Auto Service World
Feature   June 1, 2014   by Tom Venetis, Editor

Deer Park Auto Service

Owner says success comes from building enduring relationships with customers

It is not often that the site of an automotive service operation is as interesting as its staff and the work they do. Deer Park Auto Service sits nestled on a quiet residential side street off of Toronto’s Spadina Ave. as it cuts through one of the city’s most prosperous and well-heeled neighbourhoods. The unassuming white, two-story building lacks the traditional signage of today’s service operations, opting for a vintage hanging sign and its name in a traditional font across the front of the building.

The owner Edward Wang says that this unassuming front serves two purposes: one is to make the building fit nicely into the residential character of the operation’s location; and to preserve the over century old character of the structure. Edward proudly explains that the building first served as a horse livery and carriage repair facility, its lower story holding stables for the horses and the upper facility the carriages and repair facility.
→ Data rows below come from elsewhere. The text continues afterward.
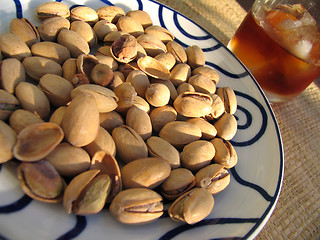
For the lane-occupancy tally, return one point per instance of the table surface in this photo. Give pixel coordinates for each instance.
(297, 213)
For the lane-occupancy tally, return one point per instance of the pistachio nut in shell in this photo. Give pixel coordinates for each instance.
(213, 177)
(36, 141)
(179, 181)
(197, 154)
(33, 99)
(21, 118)
(7, 141)
(137, 206)
(50, 27)
(69, 160)
(147, 172)
(52, 9)
(226, 126)
(158, 147)
(13, 46)
(225, 155)
(192, 207)
(129, 144)
(79, 129)
(179, 133)
(11, 74)
(87, 193)
(24, 29)
(37, 66)
(41, 181)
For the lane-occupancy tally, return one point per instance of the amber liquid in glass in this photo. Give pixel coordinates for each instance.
(280, 74)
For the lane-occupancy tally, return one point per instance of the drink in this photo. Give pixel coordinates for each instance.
(281, 48)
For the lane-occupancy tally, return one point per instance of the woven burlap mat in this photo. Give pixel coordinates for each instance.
(297, 213)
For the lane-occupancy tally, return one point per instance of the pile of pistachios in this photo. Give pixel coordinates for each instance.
(102, 109)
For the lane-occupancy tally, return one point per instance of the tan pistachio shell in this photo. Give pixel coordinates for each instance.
(79, 129)
(147, 172)
(41, 181)
(11, 73)
(129, 144)
(69, 160)
(21, 118)
(7, 141)
(33, 99)
(36, 141)
(137, 206)
(158, 147)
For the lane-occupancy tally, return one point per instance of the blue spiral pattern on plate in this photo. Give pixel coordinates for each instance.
(81, 221)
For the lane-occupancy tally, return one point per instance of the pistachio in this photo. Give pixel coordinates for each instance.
(214, 178)
(192, 207)
(137, 206)
(7, 141)
(41, 181)
(36, 141)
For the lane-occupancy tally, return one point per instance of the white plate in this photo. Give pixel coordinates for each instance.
(240, 211)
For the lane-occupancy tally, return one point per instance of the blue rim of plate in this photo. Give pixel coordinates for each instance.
(81, 221)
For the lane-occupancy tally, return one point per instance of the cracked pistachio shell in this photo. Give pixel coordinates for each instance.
(107, 164)
(52, 9)
(103, 141)
(13, 46)
(158, 94)
(161, 116)
(177, 51)
(36, 141)
(179, 181)
(21, 118)
(110, 120)
(225, 155)
(226, 126)
(50, 27)
(8, 104)
(84, 13)
(36, 67)
(51, 50)
(197, 155)
(87, 193)
(202, 83)
(207, 129)
(158, 147)
(196, 56)
(147, 172)
(229, 99)
(74, 42)
(69, 160)
(24, 29)
(137, 206)
(192, 207)
(85, 31)
(180, 133)
(33, 99)
(7, 141)
(161, 33)
(213, 177)
(57, 89)
(139, 120)
(152, 45)
(110, 13)
(79, 129)
(130, 25)
(129, 144)
(141, 16)
(41, 181)
(193, 104)
(208, 71)
(11, 73)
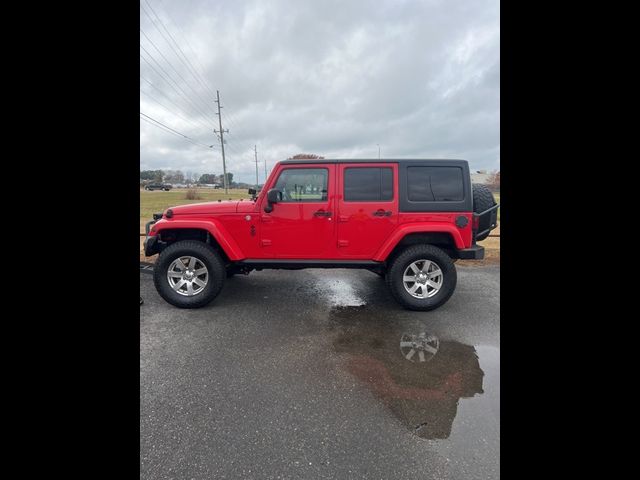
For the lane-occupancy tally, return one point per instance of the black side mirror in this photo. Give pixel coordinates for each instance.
(273, 196)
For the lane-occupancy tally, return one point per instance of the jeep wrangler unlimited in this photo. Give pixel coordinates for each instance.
(406, 220)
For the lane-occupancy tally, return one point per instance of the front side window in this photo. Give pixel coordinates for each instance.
(303, 184)
(365, 184)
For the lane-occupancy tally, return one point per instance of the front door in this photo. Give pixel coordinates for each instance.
(301, 225)
(367, 207)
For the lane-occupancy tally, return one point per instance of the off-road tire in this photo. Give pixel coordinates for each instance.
(206, 255)
(395, 272)
(482, 200)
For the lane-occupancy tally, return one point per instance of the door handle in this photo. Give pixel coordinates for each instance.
(382, 213)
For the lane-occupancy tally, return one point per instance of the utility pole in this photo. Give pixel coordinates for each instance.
(255, 150)
(224, 164)
(265, 171)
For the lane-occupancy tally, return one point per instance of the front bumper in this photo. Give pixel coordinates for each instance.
(475, 252)
(151, 246)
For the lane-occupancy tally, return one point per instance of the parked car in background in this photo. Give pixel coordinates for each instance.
(158, 186)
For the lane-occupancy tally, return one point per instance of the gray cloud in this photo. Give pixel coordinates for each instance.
(420, 78)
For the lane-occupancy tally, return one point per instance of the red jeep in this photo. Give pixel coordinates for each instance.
(406, 220)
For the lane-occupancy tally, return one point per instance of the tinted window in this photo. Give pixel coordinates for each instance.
(368, 184)
(303, 184)
(435, 184)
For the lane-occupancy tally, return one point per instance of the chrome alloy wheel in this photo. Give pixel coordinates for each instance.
(422, 279)
(187, 276)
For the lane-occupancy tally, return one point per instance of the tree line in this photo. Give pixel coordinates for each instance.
(176, 177)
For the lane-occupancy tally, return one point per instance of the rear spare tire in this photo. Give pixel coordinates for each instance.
(482, 200)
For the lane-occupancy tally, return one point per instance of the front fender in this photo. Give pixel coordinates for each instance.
(406, 228)
(213, 226)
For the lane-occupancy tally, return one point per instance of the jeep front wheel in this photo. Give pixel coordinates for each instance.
(189, 274)
(423, 277)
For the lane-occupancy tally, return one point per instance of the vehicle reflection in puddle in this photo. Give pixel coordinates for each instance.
(422, 388)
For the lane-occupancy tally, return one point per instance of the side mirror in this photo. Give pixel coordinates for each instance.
(273, 196)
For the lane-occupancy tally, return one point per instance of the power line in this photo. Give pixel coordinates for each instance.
(167, 109)
(188, 63)
(183, 94)
(171, 130)
(207, 127)
(171, 65)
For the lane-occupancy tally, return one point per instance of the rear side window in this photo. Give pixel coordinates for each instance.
(364, 184)
(435, 184)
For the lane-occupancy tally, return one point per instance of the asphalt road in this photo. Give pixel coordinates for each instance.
(309, 374)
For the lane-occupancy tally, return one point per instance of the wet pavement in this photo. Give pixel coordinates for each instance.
(320, 374)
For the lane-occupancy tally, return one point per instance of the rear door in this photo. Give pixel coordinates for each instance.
(367, 199)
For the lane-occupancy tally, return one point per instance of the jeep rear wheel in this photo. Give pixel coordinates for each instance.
(423, 277)
(189, 274)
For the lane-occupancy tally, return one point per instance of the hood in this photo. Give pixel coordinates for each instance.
(226, 206)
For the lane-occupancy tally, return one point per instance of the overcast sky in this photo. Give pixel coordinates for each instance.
(332, 77)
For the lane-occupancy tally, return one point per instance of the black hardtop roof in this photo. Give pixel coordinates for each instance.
(439, 161)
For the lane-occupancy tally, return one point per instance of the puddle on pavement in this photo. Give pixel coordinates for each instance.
(419, 377)
(338, 292)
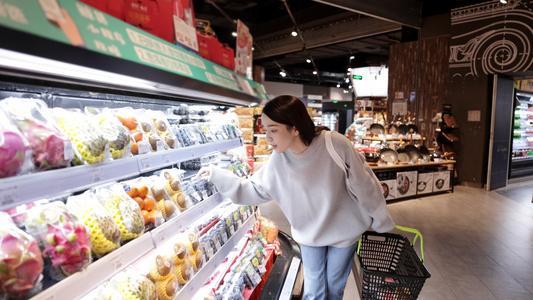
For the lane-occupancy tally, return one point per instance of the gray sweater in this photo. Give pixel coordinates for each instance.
(311, 191)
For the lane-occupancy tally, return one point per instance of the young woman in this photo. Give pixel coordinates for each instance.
(310, 188)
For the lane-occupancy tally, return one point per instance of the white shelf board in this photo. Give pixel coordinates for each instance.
(81, 283)
(190, 289)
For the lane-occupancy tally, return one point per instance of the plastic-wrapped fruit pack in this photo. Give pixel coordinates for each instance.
(89, 144)
(21, 263)
(105, 234)
(113, 131)
(64, 240)
(52, 148)
(125, 212)
(13, 147)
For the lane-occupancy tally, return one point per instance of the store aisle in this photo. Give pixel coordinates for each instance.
(477, 244)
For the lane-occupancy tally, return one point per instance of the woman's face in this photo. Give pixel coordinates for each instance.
(279, 136)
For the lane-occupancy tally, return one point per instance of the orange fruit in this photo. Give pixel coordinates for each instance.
(131, 123)
(139, 201)
(136, 135)
(143, 191)
(146, 216)
(149, 203)
(133, 192)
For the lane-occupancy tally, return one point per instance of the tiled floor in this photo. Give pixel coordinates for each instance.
(477, 244)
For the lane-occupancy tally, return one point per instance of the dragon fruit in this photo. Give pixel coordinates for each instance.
(12, 152)
(63, 239)
(21, 263)
(52, 148)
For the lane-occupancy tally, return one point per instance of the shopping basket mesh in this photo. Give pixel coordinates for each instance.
(391, 269)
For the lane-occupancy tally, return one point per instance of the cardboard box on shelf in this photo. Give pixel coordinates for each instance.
(153, 16)
(406, 183)
(389, 189)
(441, 181)
(425, 183)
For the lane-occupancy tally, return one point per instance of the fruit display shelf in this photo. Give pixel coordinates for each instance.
(81, 283)
(28, 188)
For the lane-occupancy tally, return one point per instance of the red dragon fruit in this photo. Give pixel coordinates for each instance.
(21, 263)
(12, 152)
(64, 240)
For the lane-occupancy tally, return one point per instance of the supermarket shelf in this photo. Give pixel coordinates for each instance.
(190, 289)
(169, 229)
(23, 189)
(80, 283)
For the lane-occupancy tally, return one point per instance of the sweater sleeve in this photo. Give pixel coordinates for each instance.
(365, 185)
(240, 190)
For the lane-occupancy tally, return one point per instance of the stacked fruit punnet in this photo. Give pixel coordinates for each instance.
(105, 234)
(64, 240)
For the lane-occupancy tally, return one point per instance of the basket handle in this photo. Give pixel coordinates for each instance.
(417, 234)
(406, 229)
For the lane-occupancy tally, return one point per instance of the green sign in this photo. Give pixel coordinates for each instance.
(78, 24)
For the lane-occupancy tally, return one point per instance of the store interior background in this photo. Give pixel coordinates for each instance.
(438, 52)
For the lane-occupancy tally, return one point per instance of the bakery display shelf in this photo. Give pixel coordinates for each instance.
(23, 189)
(191, 288)
(181, 222)
(407, 165)
(80, 283)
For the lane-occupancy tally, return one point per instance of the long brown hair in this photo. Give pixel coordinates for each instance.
(291, 111)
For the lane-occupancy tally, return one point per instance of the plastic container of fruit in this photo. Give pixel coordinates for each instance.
(13, 148)
(124, 210)
(21, 263)
(64, 240)
(117, 135)
(104, 232)
(52, 149)
(89, 144)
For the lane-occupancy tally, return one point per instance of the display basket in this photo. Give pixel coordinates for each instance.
(388, 266)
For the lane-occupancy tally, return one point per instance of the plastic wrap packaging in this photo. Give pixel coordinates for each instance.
(21, 263)
(172, 182)
(105, 234)
(139, 140)
(161, 127)
(89, 145)
(52, 148)
(133, 286)
(64, 240)
(13, 148)
(124, 210)
(138, 190)
(117, 135)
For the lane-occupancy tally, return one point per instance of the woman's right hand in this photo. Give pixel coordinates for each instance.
(204, 173)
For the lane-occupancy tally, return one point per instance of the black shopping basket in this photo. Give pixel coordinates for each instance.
(389, 267)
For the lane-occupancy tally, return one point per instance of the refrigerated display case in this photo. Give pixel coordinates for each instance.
(522, 143)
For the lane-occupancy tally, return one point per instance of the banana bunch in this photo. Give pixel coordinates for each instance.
(85, 137)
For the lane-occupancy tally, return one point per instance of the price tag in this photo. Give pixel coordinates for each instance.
(8, 195)
(117, 262)
(146, 163)
(97, 175)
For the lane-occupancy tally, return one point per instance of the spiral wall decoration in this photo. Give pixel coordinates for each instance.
(492, 38)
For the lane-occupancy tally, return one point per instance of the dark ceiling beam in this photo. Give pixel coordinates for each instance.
(345, 30)
(404, 12)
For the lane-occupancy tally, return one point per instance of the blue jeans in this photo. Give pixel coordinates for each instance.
(326, 270)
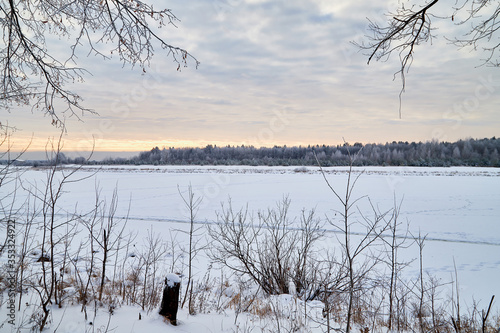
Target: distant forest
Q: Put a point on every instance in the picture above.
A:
(469, 152)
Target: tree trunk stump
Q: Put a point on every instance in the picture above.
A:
(170, 300)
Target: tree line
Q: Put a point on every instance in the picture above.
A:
(468, 152)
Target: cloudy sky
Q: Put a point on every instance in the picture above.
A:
(274, 73)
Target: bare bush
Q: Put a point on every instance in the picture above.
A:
(272, 249)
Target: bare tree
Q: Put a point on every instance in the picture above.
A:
(411, 25)
(33, 74)
(356, 252)
(192, 204)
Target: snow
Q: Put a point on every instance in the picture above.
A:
(458, 209)
(171, 279)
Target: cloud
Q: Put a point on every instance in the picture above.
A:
(259, 58)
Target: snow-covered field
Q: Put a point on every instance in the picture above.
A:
(457, 208)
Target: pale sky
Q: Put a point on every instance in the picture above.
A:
(274, 73)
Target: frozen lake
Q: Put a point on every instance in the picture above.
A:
(457, 208)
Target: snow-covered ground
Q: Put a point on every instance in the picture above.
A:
(457, 208)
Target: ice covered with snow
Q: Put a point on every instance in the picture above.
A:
(458, 209)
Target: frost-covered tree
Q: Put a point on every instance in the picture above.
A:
(474, 25)
(33, 73)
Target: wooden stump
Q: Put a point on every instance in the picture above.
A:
(170, 301)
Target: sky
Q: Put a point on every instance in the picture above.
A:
(281, 72)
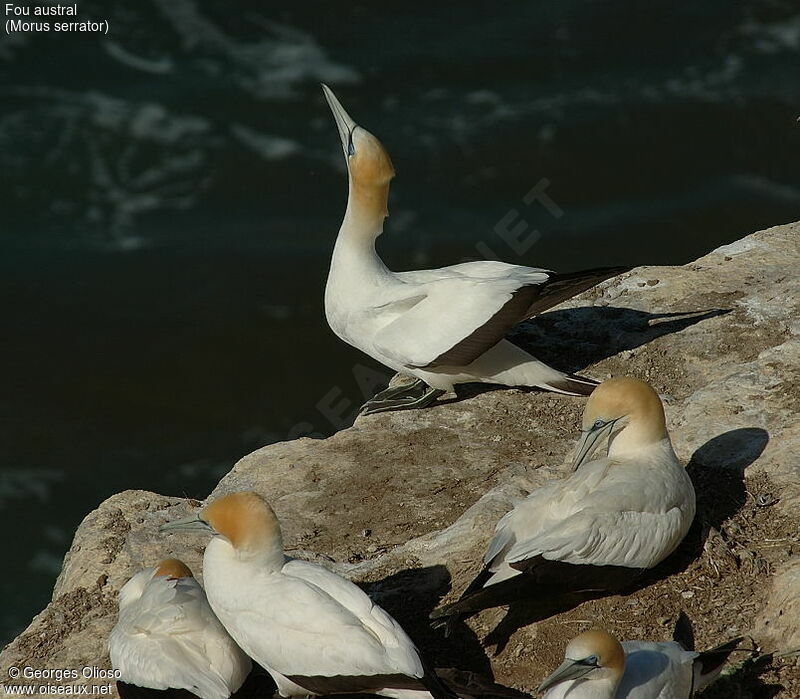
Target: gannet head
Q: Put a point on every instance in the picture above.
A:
(244, 519)
(172, 569)
(594, 655)
(368, 163)
(624, 411)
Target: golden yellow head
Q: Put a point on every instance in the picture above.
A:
(173, 569)
(594, 655)
(368, 163)
(624, 412)
(600, 645)
(622, 397)
(245, 519)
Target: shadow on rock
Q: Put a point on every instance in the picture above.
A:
(572, 339)
(745, 682)
(410, 596)
(717, 471)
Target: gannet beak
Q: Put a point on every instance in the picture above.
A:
(589, 439)
(344, 123)
(191, 523)
(568, 670)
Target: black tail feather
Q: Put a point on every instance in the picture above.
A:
(683, 632)
(561, 287)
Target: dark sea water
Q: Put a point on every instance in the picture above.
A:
(170, 194)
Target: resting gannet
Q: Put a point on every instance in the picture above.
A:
(312, 630)
(442, 326)
(598, 666)
(167, 637)
(601, 527)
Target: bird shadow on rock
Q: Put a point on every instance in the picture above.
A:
(745, 681)
(409, 596)
(572, 339)
(717, 471)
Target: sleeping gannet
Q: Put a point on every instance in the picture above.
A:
(598, 666)
(442, 326)
(313, 631)
(603, 526)
(167, 637)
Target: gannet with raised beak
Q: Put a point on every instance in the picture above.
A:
(442, 326)
(600, 528)
(597, 666)
(167, 637)
(313, 631)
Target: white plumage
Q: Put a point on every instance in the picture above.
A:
(622, 512)
(597, 666)
(312, 630)
(168, 637)
(443, 326)
(600, 527)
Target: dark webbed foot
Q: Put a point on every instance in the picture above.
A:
(406, 397)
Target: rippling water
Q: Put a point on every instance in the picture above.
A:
(171, 192)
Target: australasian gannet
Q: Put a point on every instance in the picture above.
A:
(312, 630)
(601, 527)
(167, 637)
(597, 666)
(442, 326)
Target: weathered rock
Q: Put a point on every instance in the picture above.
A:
(405, 502)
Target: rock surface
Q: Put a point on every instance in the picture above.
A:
(405, 502)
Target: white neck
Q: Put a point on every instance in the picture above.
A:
(354, 252)
(603, 688)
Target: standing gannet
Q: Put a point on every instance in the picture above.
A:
(167, 637)
(442, 326)
(313, 631)
(601, 527)
(597, 666)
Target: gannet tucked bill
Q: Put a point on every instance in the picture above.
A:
(442, 326)
(167, 637)
(598, 529)
(597, 666)
(313, 631)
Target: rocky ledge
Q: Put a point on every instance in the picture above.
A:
(406, 502)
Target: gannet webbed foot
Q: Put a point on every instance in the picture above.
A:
(406, 397)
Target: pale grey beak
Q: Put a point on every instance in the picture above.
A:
(589, 440)
(192, 523)
(344, 123)
(568, 670)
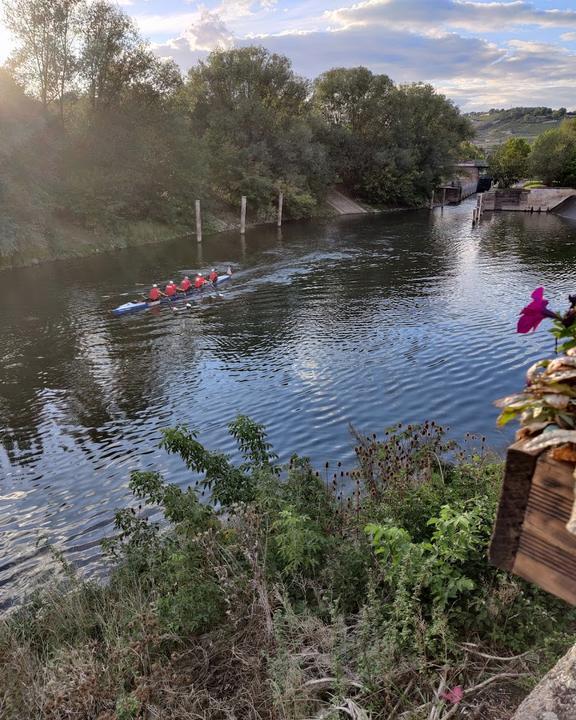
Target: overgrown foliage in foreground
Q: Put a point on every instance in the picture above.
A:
(297, 594)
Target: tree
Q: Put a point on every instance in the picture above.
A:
(44, 58)
(553, 156)
(469, 151)
(510, 162)
(115, 61)
(250, 109)
(388, 144)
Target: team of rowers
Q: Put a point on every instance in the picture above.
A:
(171, 290)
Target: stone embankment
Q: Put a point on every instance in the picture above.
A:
(343, 204)
(522, 200)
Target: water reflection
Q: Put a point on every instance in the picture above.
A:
(368, 320)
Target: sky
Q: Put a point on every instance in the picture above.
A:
(480, 53)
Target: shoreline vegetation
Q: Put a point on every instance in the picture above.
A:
(100, 138)
(292, 594)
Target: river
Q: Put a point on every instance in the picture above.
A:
(367, 320)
As the horse and carriage gave way to the automobile, the facility changed with the times as well. Today, the shop has three lifts in the lower section, with another to be shortly installed, and two additional lifts in the upper. The upper section is also used to store vehicles waiting to be worked on and when the operation is closed in the evening.

Edward began working at the shop in 1982 as a full-time technician and decided to take over the operation in 1986 when the owner decided to retire.

“I had a choice of either losing my job or taking over the garage, and I decided to take the challenge of owning and operating the facility,” he says with a smile. “I was very lucky that I was successful right in the first few months of taking over, and I’ve been able to grow the business since then.”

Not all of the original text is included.